The principal plaintiff in Conley was an amputee implanted with a pain-fighting stimulator.  He had lost the limb to cancer, and thus needed frequent MRIs to look for possible recurrence.  The device was designed with an “MRI mode” to accommodate that situation.  However, that MRI mode allegedly malfunctioned, and he had the device explanted.  Id. at *1.  In an attempt to avoid preemption, plaintiffs also tried to involve the defendant’s representative, alleging that the rep “regularly tested” the device, and when the problem arose, “informed . . . that the stimulator ‘was not reading properly’ when it was last tested.”  Id.

Only one of plaintiffs’ attempts to avoid preemption was successful, and even that claim failed as a matter of Pennsylvania law.

Plaintiffs’ negligence claim “related to the conduct of Defendant’s employee” failed because, “to state a valid parallel claim for negligence, the ‘duty’ element must arise from federal requirements applicable to a medical device.”  Id. at *5 (citation and quotation marks omitted).  As to the manufacturer’s representative, “Plaintiffs here have failed to identify any duty arising from the federal requirements applicable to the [device].”  Id.

Aside from the sales representative, the only claimed negligence duty concerned purported violations of FDA GMPs (also called “CGMPs”).  Significantly, since the Third Circuit has not decided the issue, Conley came down on the “specific” side of the split over how GMP violations must be pleaded.  “[I]nsofar as Plaintiffs attempt to use the GMPs as the basis for a parallel claim, courts have regularly found that general citations to the GMPs or federal regulations are not specific enough to sustain a parallel claim.”  Id. (citations and footnote omitted).  Conley cites a useful selection of favorable Third Circuit district court opinions on this issue, and distinguishes the major adverse decision.  Id.

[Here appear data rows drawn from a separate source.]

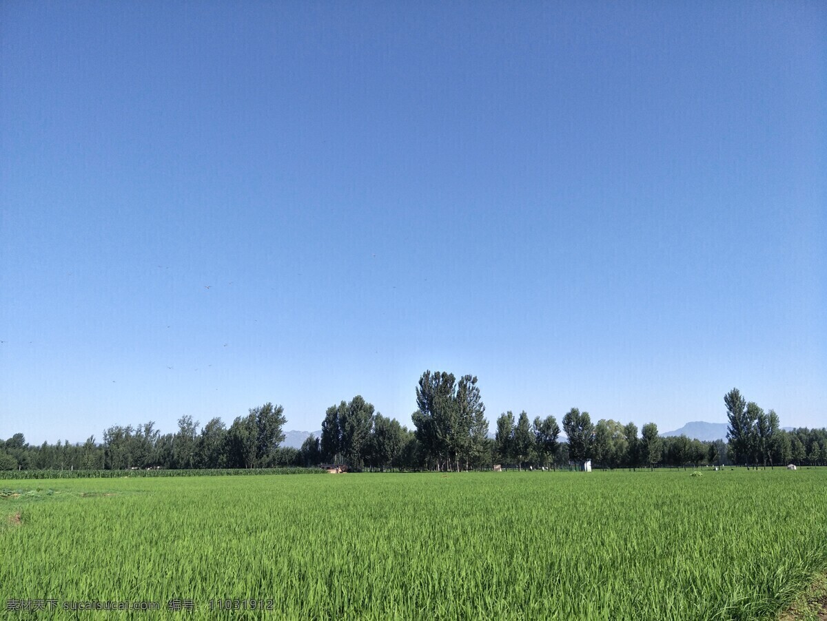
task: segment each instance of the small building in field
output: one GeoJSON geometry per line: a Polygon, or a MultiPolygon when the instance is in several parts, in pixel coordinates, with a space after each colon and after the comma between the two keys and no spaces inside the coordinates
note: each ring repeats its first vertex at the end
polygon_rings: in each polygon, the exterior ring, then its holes
{"type": "Polygon", "coordinates": [[[347,472],[347,465],[344,463],[323,463],[320,464],[320,467],[331,474],[341,474],[347,472]]]}

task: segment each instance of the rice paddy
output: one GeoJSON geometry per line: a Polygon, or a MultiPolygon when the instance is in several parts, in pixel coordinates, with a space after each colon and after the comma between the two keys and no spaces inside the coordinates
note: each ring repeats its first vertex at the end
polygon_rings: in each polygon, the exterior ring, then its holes
{"type": "Polygon", "coordinates": [[[10,618],[45,600],[38,617],[102,618],[77,605],[91,601],[158,604],[107,619],[772,619],[827,569],[825,468],[4,481],[0,491],[10,618]]]}

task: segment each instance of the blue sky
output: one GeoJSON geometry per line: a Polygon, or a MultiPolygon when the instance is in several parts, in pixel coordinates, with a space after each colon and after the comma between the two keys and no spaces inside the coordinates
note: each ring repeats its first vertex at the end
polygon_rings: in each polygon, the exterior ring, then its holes
{"type": "Polygon", "coordinates": [[[818,2],[4,2],[0,437],[409,424],[426,369],[492,429],[724,422],[733,386],[823,426],[825,35],[818,2]]]}

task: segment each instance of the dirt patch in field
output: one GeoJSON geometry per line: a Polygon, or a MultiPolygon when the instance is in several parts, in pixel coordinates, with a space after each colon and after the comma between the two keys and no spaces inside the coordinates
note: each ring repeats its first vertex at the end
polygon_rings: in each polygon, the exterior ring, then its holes
{"type": "Polygon", "coordinates": [[[779,615],[778,621],[827,621],[827,575],[802,593],[779,615]]]}

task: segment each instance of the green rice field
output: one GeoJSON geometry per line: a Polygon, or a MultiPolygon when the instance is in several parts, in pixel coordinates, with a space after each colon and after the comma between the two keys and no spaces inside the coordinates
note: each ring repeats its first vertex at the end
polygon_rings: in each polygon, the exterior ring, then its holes
{"type": "Polygon", "coordinates": [[[827,468],[53,479],[0,492],[10,619],[774,619],[827,570],[827,468]],[[80,609],[107,602],[157,609],[80,609]]]}

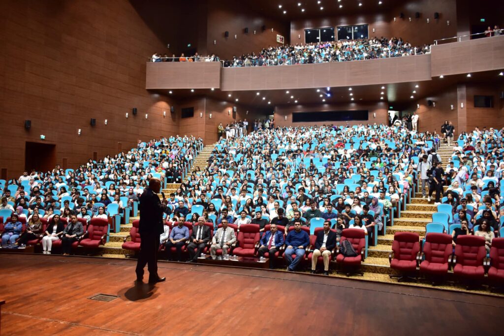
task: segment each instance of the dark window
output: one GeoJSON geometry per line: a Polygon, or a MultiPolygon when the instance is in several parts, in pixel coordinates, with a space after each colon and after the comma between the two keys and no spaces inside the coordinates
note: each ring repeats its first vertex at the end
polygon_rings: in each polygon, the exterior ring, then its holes
{"type": "Polygon", "coordinates": [[[338,27],[338,40],[358,40],[367,38],[367,25],[344,26],[338,27]]]}
{"type": "Polygon", "coordinates": [[[475,107],[493,107],[493,96],[474,96],[475,107]]]}
{"type": "Polygon", "coordinates": [[[194,107],[185,107],[182,109],[182,119],[192,118],[194,117],[194,107]]]}
{"type": "Polygon", "coordinates": [[[369,118],[368,110],[355,111],[327,111],[324,112],[295,112],[292,114],[293,123],[316,122],[365,121],[369,118]]]}

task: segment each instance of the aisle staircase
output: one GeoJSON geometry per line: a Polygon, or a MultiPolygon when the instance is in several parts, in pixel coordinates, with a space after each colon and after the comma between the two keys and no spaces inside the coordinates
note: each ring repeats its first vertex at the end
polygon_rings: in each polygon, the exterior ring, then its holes
{"type": "MultiPolygon", "coordinates": [[[[188,171],[192,172],[196,167],[200,167],[202,171],[204,170],[208,165],[208,158],[210,157],[214,147],[215,144],[204,146],[203,149],[196,155],[196,157],[195,158],[189,167],[188,171]]],[[[163,192],[164,193],[165,196],[168,197],[170,194],[176,191],[177,188],[180,185],[179,183],[167,184],[163,189],[163,192]]],[[[161,198],[160,193],[158,194],[158,196],[160,198],[161,198]]],[[[127,256],[133,255],[133,252],[128,250],[124,250],[121,247],[124,242],[124,238],[130,234],[130,230],[131,229],[133,221],[139,218],[139,216],[130,217],[129,223],[121,225],[119,232],[110,234],[109,242],[105,244],[101,249],[101,252],[103,253],[104,257],[123,258],[125,258],[127,256]]]]}
{"type": "MultiPolygon", "coordinates": [[[[443,167],[450,162],[453,152],[452,147],[442,144],[437,153],[439,154],[443,167]]],[[[445,190],[448,188],[444,187],[445,190]]],[[[427,198],[422,198],[420,189],[416,191],[411,202],[406,204],[406,210],[401,211],[401,217],[394,220],[394,226],[387,227],[386,235],[378,236],[378,244],[369,246],[368,257],[363,265],[365,271],[382,274],[393,273],[390,268],[389,254],[392,251],[392,242],[396,232],[414,232],[423,238],[425,232],[425,225],[431,221],[432,213],[436,212],[434,205],[434,198],[429,202],[427,198]]]]}

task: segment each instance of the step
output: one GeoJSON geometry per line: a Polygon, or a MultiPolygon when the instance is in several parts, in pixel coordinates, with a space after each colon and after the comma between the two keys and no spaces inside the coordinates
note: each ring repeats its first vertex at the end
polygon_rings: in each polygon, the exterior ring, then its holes
{"type": "MultiPolygon", "coordinates": [[[[401,213],[402,213],[401,212],[401,213]]],[[[420,227],[425,228],[427,223],[432,221],[432,214],[429,218],[406,218],[401,217],[401,218],[395,218],[394,219],[394,226],[387,227],[389,228],[394,228],[396,226],[406,226],[408,227],[420,227]]]]}
{"type": "MultiPolygon", "coordinates": [[[[420,199],[422,199],[420,198],[420,199]]],[[[425,202],[423,204],[418,204],[416,202],[412,202],[412,203],[406,204],[406,210],[407,211],[430,211],[431,212],[435,212],[436,210],[435,205],[434,204],[431,204],[427,203],[427,199],[424,200],[425,202]]],[[[401,212],[401,215],[402,216],[403,212],[401,212]]]]}
{"type": "MultiPolygon", "coordinates": [[[[434,208],[435,209],[435,208],[434,208]]],[[[425,210],[407,210],[406,211],[401,211],[401,218],[394,219],[394,223],[396,224],[397,220],[399,219],[405,219],[407,218],[431,218],[432,215],[432,212],[435,212],[433,211],[425,211],[425,210]]]]}
{"type": "Polygon", "coordinates": [[[394,225],[387,228],[387,233],[388,234],[393,235],[396,232],[414,232],[422,235],[425,233],[425,229],[420,227],[403,225],[394,225]]]}

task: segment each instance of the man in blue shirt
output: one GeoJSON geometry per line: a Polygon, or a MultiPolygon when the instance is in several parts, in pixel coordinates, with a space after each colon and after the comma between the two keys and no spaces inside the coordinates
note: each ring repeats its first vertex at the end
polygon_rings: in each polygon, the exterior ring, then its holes
{"type": "Polygon", "coordinates": [[[301,230],[301,221],[295,221],[294,222],[294,230],[287,234],[287,238],[285,239],[287,249],[284,255],[287,262],[288,271],[293,272],[295,270],[301,258],[304,256],[306,253],[305,249],[309,243],[310,237],[308,234],[301,230]],[[292,254],[294,254],[296,255],[296,257],[293,260],[292,254]]]}
{"type": "Polygon", "coordinates": [[[179,216],[178,225],[173,227],[170,233],[170,238],[166,245],[166,255],[169,260],[171,260],[171,248],[174,247],[177,251],[177,261],[182,260],[182,247],[185,246],[185,241],[189,239],[189,229],[184,226],[185,220],[183,216],[179,216]]]}

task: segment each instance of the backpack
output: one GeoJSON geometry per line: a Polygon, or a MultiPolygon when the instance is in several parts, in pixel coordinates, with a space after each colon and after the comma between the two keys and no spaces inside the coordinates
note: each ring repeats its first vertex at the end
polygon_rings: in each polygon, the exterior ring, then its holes
{"type": "Polygon", "coordinates": [[[357,254],[352,243],[345,239],[340,245],[340,253],[345,257],[356,257],[357,254]]]}

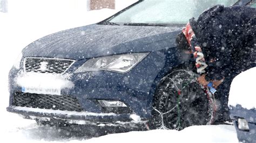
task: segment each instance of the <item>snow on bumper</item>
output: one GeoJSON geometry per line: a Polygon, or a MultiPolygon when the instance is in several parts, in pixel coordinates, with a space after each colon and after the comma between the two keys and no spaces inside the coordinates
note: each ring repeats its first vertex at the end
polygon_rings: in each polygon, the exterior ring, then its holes
{"type": "Polygon", "coordinates": [[[6,109],[9,112],[30,117],[31,119],[36,118],[36,117],[49,118],[60,120],[76,120],[110,123],[118,121],[133,123],[145,122],[145,120],[142,120],[139,116],[134,114],[98,113],[85,111],[61,111],[14,106],[8,107],[6,109]]]}

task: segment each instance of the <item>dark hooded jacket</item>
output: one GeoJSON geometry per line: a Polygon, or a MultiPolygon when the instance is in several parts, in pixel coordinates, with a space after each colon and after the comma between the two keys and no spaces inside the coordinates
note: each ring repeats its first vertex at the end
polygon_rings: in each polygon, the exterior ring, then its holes
{"type": "Polygon", "coordinates": [[[255,66],[256,10],[217,5],[190,20],[201,44],[209,80],[238,75],[255,66]],[[214,62],[210,62],[215,59],[214,62]]]}

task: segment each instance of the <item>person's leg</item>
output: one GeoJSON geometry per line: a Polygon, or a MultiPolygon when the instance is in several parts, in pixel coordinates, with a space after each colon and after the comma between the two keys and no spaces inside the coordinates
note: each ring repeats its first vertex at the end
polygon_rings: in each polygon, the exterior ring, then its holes
{"type": "Polygon", "coordinates": [[[233,76],[226,77],[224,82],[218,87],[217,91],[214,94],[218,105],[215,119],[217,122],[230,119],[228,102],[230,86],[233,78],[233,76]]]}

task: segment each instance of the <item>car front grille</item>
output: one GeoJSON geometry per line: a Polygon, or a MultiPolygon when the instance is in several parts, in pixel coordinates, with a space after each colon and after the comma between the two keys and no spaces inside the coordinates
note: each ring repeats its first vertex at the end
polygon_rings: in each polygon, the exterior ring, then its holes
{"type": "Polygon", "coordinates": [[[12,105],[62,111],[84,111],[77,99],[74,97],[22,92],[14,93],[12,105]]]}
{"type": "Polygon", "coordinates": [[[26,72],[62,74],[75,62],[75,60],[45,58],[26,58],[24,70],[26,72]]]}

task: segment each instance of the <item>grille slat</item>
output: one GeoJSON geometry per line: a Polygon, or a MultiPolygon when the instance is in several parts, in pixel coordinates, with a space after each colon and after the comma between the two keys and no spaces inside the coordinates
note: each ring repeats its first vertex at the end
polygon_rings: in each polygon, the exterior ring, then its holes
{"type": "Polygon", "coordinates": [[[15,92],[12,105],[17,106],[81,112],[77,98],[70,96],[43,95],[15,92]]]}
{"type": "Polygon", "coordinates": [[[62,74],[75,61],[67,59],[43,58],[26,58],[24,70],[26,72],[62,74]]]}

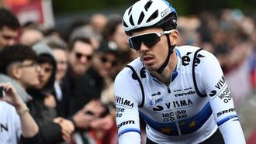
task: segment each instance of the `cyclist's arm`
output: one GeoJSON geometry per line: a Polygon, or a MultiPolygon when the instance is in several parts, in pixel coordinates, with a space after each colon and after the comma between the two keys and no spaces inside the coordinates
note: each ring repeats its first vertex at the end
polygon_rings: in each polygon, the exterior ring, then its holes
{"type": "Polygon", "coordinates": [[[199,66],[203,70],[200,79],[209,99],[215,120],[225,143],[245,143],[244,133],[234,109],[230,91],[217,59],[204,51],[199,66]],[[202,59],[206,59],[202,60],[202,59]]]}
{"type": "Polygon", "coordinates": [[[137,81],[130,76],[130,73],[127,74],[121,72],[115,80],[116,125],[120,144],[140,144],[141,139],[138,113],[138,101],[140,101],[141,96],[137,94],[136,86],[133,85],[137,81]]]}

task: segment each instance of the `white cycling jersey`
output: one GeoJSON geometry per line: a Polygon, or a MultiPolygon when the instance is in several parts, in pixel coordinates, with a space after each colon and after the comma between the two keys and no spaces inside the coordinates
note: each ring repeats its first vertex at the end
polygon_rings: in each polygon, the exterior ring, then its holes
{"type": "Polygon", "coordinates": [[[199,143],[218,127],[225,143],[245,143],[219,62],[201,50],[175,47],[178,64],[169,85],[153,77],[140,58],[117,75],[119,143],[140,143],[139,115],[147,123],[147,138],[156,143],[199,143]]]}

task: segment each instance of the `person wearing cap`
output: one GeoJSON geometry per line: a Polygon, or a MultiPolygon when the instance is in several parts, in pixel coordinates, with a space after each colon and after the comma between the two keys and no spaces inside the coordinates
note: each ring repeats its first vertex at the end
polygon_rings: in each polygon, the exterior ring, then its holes
{"type": "Polygon", "coordinates": [[[39,126],[26,103],[32,97],[26,89],[39,84],[36,54],[15,44],[0,51],[0,143],[41,143],[39,126]],[[2,91],[1,91],[2,92],[2,91]]]}
{"type": "Polygon", "coordinates": [[[178,46],[177,12],[165,0],[140,0],[123,28],[140,57],[115,79],[119,142],[245,143],[217,59],[192,46],[178,46]]]}

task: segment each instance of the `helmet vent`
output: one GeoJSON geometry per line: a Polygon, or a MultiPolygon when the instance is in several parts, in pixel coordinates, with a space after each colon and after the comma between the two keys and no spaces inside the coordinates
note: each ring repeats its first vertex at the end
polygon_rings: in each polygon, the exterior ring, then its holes
{"type": "Polygon", "coordinates": [[[124,20],[123,20],[123,26],[124,26],[125,27],[128,27],[127,24],[124,22],[124,20]]]}
{"type": "Polygon", "coordinates": [[[145,15],[144,15],[144,13],[142,12],[140,13],[140,18],[139,18],[139,20],[138,20],[138,25],[140,25],[140,24],[141,23],[143,19],[144,19],[144,16],[145,16],[145,15]]]}
{"type": "Polygon", "coordinates": [[[158,16],[158,10],[156,10],[151,15],[150,17],[148,18],[148,19],[147,20],[147,22],[149,22],[154,19],[155,19],[156,18],[157,18],[158,16]]]}
{"type": "Polygon", "coordinates": [[[151,4],[152,4],[152,1],[151,0],[150,1],[148,1],[147,2],[147,4],[144,6],[144,9],[145,9],[146,11],[147,11],[147,9],[149,9],[149,7],[150,7],[151,4]]]}
{"type": "Polygon", "coordinates": [[[128,15],[130,15],[130,12],[132,12],[132,8],[133,8],[133,7],[130,7],[130,8],[129,12],[128,12],[128,15]]]}
{"type": "Polygon", "coordinates": [[[132,25],[132,26],[134,26],[134,22],[133,22],[133,15],[130,15],[130,19],[129,19],[129,21],[130,21],[130,23],[132,25]]]}

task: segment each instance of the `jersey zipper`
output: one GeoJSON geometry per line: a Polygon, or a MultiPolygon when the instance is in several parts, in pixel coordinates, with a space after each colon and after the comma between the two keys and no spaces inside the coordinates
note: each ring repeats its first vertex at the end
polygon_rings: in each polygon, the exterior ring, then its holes
{"type": "MultiPolygon", "coordinates": [[[[171,76],[172,76],[172,74],[171,74],[171,76]]],[[[167,86],[167,90],[168,91],[168,94],[169,94],[169,98],[170,98],[170,103],[171,103],[171,109],[173,110],[173,112],[174,114],[175,115],[175,122],[176,124],[176,128],[177,128],[177,131],[178,131],[178,135],[182,135],[182,132],[181,132],[181,129],[179,128],[179,125],[178,125],[178,118],[177,118],[177,115],[176,115],[176,110],[175,109],[174,106],[173,106],[173,99],[172,99],[172,97],[171,97],[171,83],[168,84],[166,84],[167,86]]]]}

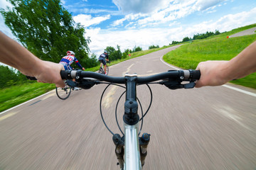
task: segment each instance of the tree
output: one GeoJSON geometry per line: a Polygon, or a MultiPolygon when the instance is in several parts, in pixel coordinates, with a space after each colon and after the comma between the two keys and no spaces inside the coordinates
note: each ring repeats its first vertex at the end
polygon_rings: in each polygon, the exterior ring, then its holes
{"type": "Polygon", "coordinates": [[[0,65],[0,88],[15,85],[26,80],[26,76],[8,66],[0,65]]]}
{"type": "Polygon", "coordinates": [[[183,39],[182,42],[190,41],[191,39],[188,37],[186,37],[183,39]]]}
{"type": "Polygon", "coordinates": [[[60,0],[8,1],[13,7],[0,10],[5,23],[36,56],[58,62],[73,50],[80,59],[88,58],[90,40],[85,38],[85,28],[75,23],[60,0]]]}

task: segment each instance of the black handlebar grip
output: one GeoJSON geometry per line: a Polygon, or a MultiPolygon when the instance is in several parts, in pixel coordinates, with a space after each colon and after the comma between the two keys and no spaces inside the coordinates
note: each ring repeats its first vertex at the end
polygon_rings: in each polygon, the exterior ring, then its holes
{"type": "Polygon", "coordinates": [[[200,70],[188,69],[190,72],[190,79],[198,80],[201,76],[200,70]]]}
{"type": "Polygon", "coordinates": [[[37,79],[34,76],[26,76],[29,80],[37,80],[37,79]]]}
{"type": "Polygon", "coordinates": [[[62,79],[72,79],[70,76],[71,70],[60,70],[62,79]]]}
{"type": "Polygon", "coordinates": [[[193,70],[194,72],[193,74],[193,79],[200,79],[201,72],[200,70],[193,70]]]}

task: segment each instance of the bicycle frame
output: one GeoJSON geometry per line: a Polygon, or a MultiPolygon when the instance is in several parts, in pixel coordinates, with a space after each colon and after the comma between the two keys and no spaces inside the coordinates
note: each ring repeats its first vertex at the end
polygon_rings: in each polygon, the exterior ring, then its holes
{"type": "Polygon", "coordinates": [[[124,123],[124,169],[142,169],[139,147],[139,123],[129,125],[124,123]]]}
{"type": "Polygon", "coordinates": [[[126,74],[126,99],[124,103],[124,169],[141,169],[139,147],[138,103],[137,102],[137,74],[126,74]]]}

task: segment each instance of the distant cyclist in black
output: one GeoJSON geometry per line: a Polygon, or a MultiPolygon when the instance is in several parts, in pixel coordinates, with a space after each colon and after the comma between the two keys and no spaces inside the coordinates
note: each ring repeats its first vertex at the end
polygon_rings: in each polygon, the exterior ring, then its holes
{"type": "Polygon", "coordinates": [[[107,69],[107,66],[106,66],[106,61],[108,62],[108,54],[107,54],[107,51],[104,50],[104,53],[101,54],[99,57],[99,62],[100,62],[100,67],[102,67],[102,64],[103,63],[104,65],[104,72],[105,72],[105,74],[106,74],[106,69],[107,69]]]}

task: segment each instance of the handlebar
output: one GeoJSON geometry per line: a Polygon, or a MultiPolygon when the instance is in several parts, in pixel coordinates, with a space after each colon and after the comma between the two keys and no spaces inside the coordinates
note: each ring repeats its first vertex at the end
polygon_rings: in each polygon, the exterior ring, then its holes
{"type": "MultiPolygon", "coordinates": [[[[62,70],[60,76],[63,79],[75,79],[76,86],[84,89],[89,89],[94,85],[100,84],[100,81],[107,81],[111,84],[126,84],[127,76],[136,77],[137,84],[147,84],[159,80],[162,80],[158,84],[165,85],[170,89],[191,89],[196,85],[196,80],[201,76],[199,70],[169,70],[148,76],[137,76],[137,74],[125,74],[124,76],[111,76],[102,74],[85,72],[82,70],[62,70]],[[181,84],[182,81],[189,81],[188,84],[181,84]]],[[[27,76],[28,79],[36,80],[35,77],[27,76]]],[[[68,84],[73,86],[73,84],[68,84]]]]}
{"type": "MultiPolygon", "coordinates": [[[[123,76],[111,76],[92,72],[63,70],[60,72],[63,79],[80,79],[82,78],[93,78],[100,81],[105,81],[114,84],[125,84],[125,79],[123,76]]],[[[129,76],[135,76],[137,74],[127,74],[129,76]]],[[[200,79],[199,70],[170,70],[166,72],[156,74],[148,76],[138,76],[137,83],[146,84],[158,80],[171,79],[173,80],[191,81],[200,79]]]]}

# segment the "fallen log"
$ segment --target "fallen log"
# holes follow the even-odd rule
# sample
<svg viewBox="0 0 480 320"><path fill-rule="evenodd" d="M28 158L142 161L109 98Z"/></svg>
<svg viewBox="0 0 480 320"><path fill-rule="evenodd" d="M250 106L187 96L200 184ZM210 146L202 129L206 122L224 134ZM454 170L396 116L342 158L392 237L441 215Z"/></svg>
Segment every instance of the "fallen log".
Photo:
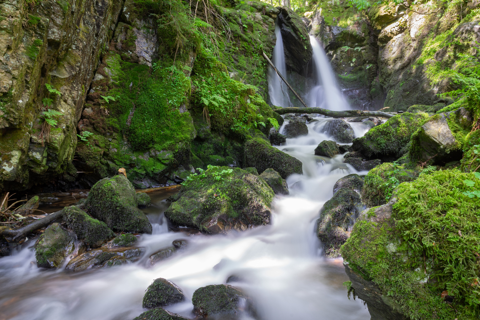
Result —
<svg viewBox="0 0 480 320"><path fill-rule="evenodd" d="M59 218L61 218L63 215L63 210L54 212L45 218L35 220L32 223L18 229L0 229L1 230L0 235L4 237L5 239L9 242L19 242L32 231L48 225Z"/></svg>
<svg viewBox="0 0 480 320"><path fill-rule="evenodd" d="M298 108L293 107L279 108L273 111L279 115L284 115L286 113L319 113L321 115L332 118L352 118L359 116L365 116L366 117L381 117L382 118L391 118L395 115L383 111L364 111L361 110L344 110L341 111L336 111L333 110L322 109L322 108Z"/></svg>

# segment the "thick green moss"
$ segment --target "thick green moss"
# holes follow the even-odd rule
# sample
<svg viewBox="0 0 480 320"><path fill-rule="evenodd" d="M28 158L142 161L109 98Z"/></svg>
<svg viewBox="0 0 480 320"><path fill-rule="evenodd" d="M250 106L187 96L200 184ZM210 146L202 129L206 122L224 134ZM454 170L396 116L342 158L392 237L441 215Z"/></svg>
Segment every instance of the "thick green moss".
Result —
<svg viewBox="0 0 480 320"><path fill-rule="evenodd" d="M365 205L371 207L384 204L399 184L416 179L418 171L405 167L405 165L386 162L369 171L360 193Z"/></svg>
<svg viewBox="0 0 480 320"><path fill-rule="evenodd" d="M165 212L172 222L213 233L270 222L275 193L263 179L240 168L215 167L183 183Z"/></svg>
<svg viewBox="0 0 480 320"><path fill-rule="evenodd" d="M88 193L85 208L114 230L152 233L148 219L137 207L135 189L122 175L96 183Z"/></svg>
<svg viewBox="0 0 480 320"><path fill-rule="evenodd" d="M412 320L477 319L480 198L463 192L479 189L480 179L457 170L401 184L392 216L357 222L344 258ZM443 301L444 290L451 304Z"/></svg>
<svg viewBox="0 0 480 320"><path fill-rule="evenodd" d="M98 248L115 236L104 223L87 214L74 206L63 208L63 222L72 229L78 239L92 248Z"/></svg>

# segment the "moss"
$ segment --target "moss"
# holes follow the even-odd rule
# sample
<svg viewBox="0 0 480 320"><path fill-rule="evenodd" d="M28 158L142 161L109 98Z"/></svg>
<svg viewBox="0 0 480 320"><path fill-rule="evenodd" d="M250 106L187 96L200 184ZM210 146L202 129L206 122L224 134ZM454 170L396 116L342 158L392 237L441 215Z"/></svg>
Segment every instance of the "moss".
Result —
<svg viewBox="0 0 480 320"><path fill-rule="evenodd" d="M480 180L455 169L401 184L391 217L357 222L344 259L411 319L477 319L480 198L463 192L479 189Z"/></svg>
<svg viewBox="0 0 480 320"><path fill-rule="evenodd" d="M104 223L90 217L74 206L63 208L63 222L78 239L92 248L98 248L115 236Z"/></svg>
<svg viewBox="0 0 480 320"><path fill-rule="evenodd" d="M244 166L253 166L259 172L272 168L284 179L294 173L303 173L300 160L274 148L264 139L256 138L245 143Z"/></svg>
<svg viewBox="0 0 480 320"><path fill-rule="evenodd" d="M165 212L172 222L213 233L222 228L221 220L225 228L269 222L275 194L257 176L240 168L210 166L200 176L191 177L183 183L179 200Z"/></svg>
<svg viewBox="0 0 480 320"><path fill-rule="evenodd" d="M383 163L365 176L361 192L362 201L367 207L384 204L399 184L416 179L418 174L418 171L407 169L405 165Z"/></svg>
<svg viewBox="0 0 480 320"><path fill-rule="evenodd" d="M135 189L122 175L105 178L88 193L85 208L94 217L114 230L152 233L152 225L137 207Z"/></svg>

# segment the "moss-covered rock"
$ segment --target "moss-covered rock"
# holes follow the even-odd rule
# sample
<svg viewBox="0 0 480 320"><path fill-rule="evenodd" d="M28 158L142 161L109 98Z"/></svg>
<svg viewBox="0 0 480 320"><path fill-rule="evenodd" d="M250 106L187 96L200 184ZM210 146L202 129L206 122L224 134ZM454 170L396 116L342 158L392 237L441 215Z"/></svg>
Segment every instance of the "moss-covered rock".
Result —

The same reasoning applied to plaintiffs’ strict liability claim for manufacturing defect.  Vague claims of “recalls” and that the device was “adulterated could not avoid preemption:

Once again, the Court notes that Plaintiffs have failed to allege any specific violations of federal law that might establish a parallel state duty.  The amended complaint neither identifies a specific manufacturing defect, nor specifically alleges how Defendant’s practices ran afoul of FDA requirements.  Insofar as Plaintiffs argue this claim can survive preemption due to their reliance on the GMPs, once again, the Court notes that the GMPs are too vague to satisfy the requirements of a parallel claim.

2020 WL 5087889, at *7 (citations omitted).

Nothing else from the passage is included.